Tampoco hay mucho que comer. Um Karim señala a un rincón de la habitación donde hay varios envases de plástico que contienen arroz, lentejas, mermelada y otros alimentos básicos.

Imagen del UNICEF
© UNICEF/NYHQ2012-0239/Kate Brooks
Ameera [nombre ficticio] en el valle de Bekaa (Líbano). Ameera huyó de Siria junto a su marido y su hijo cuando su aldea comenzó a ser objeto de intensos bombardeos. Durante la huida, la mujer recibió graves magulladuras por haber sido arrojada desde un camión.

“Nos hacen falta muchas cosas", apunta la mujer. "Sobrevivimos, pero ésta no es la manera en que vivíamos en Siria.
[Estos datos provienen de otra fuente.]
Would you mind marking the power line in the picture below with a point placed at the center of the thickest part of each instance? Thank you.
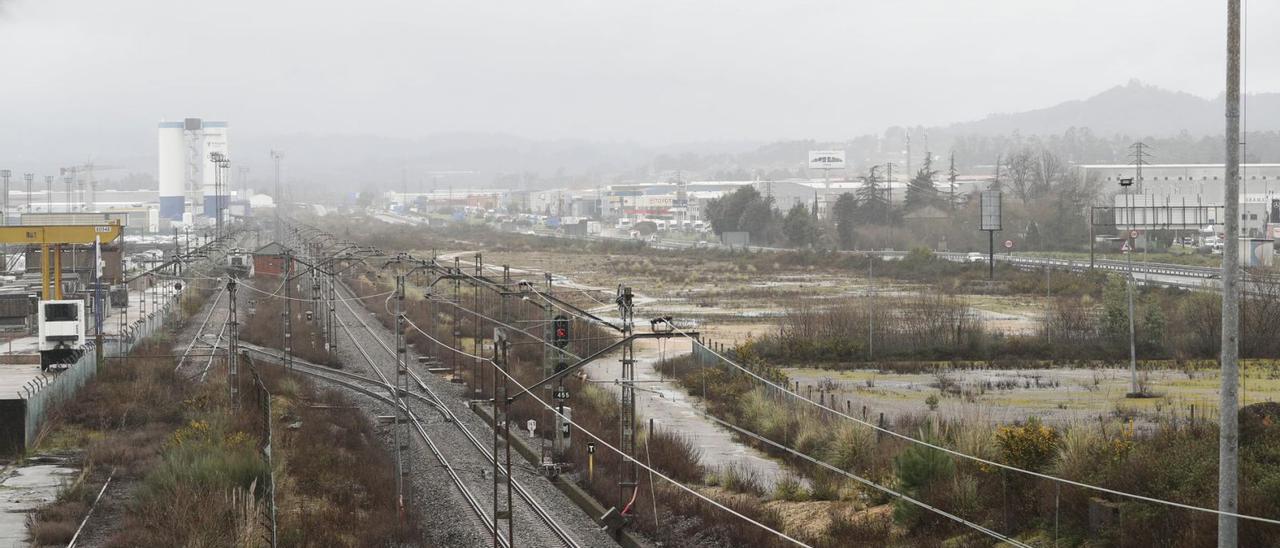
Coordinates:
(593, 435)
(926, 506)
(979, 460)
(872, 484)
Damos gracias a Dios. Y tratamos de salir adelante".

Pese a que las autoridades libanesas ofrecieron a los niños sirios la posibilidad de asistir a las escuelas locales, ninguno de los hijos de Um Karim acude a clase.
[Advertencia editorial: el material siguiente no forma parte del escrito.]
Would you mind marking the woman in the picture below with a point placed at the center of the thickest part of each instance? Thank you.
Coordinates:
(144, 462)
Temor por los familiares que quedaron en Siria

Muchas de las familias sirias refugiadas en la región cuentan historias similares de estoicismo y capacidad de recuperación frente a las penurias, las pérdidas y la incertidumbre. Las evaluaciones más recientes sugieren que en el valle de Bekaa han hallado refugio unos 8.500 desplazados sirios. En total, el número de personas sirias que se encuentran en Líbano supera las 22.000.
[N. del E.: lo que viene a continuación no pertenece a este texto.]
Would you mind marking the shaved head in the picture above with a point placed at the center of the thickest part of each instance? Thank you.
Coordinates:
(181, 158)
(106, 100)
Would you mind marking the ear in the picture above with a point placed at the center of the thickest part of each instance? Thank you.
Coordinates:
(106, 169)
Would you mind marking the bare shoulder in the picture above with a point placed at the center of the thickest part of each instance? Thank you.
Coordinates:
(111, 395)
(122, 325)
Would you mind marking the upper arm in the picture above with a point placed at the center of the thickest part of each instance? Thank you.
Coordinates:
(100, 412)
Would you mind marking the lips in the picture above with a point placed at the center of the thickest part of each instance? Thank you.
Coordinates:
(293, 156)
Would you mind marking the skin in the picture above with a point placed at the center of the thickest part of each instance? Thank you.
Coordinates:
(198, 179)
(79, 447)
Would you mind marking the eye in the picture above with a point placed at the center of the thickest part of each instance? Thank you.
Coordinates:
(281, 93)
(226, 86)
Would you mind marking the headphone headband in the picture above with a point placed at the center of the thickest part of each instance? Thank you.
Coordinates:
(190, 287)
Algunas, como Ameera* (24 años), muestran las cicatrices de lo que han sufrido. El rostro de Ameera aún está cubierto por las magulladuras que sufrió cuando fue arrojada del camión en el que huía con otras personas de su aldea, cuando ésta era blanco de un intenso bombardeo.

Imagen del UNICEF
© UNICEF/NYHQ2012-0234/Kate Brooks
Um Hashem [nombre ficticio] se lleva la mano al rostro en el valle de Bekaa (Líbano). Su hogar en Siria fue destruido y ella tuvo que huir a Líbano.

Para quienes están en Líbano desde hace más tiempo, la mayor preocupación consiste en asegurarse la subsistencia.

“Aquí, mi marido no tiene trabajo", comenta Salwa*, madre de tres niños. "Recibimos alguna ayuda, como alimentos enlatados. Algunos parientes nos han provisto de algunos muebles, pero el alquiler es muy caro y en la casa hay mucha húmedad. Le conseguí un empleo a mi hijo, que gana el equivalente de 10 dólares por día. Eso ayuda a pagar el alquiler".

Um Hashem*, una mujer de más de 60 años, vive en Líbano desde hace más de un año y pertenece a una agrupación de familias sirias desplazadas. Aunque acepta que su vida no es fácil, lo que más le preocupa es la situación de su hijo y otros hombres de su familia que aún permanecen en Siria.

“Le agradecemos a los libaneses habernos recibido y suministrarnos arroz, aceite y otras cosas", dice. "Pero no pasa un día sin que me preocupe por lo que está sucediendo en mi país".

*Se han cambiado los nombres de los refugiados que se mencionan para proteger su identidad.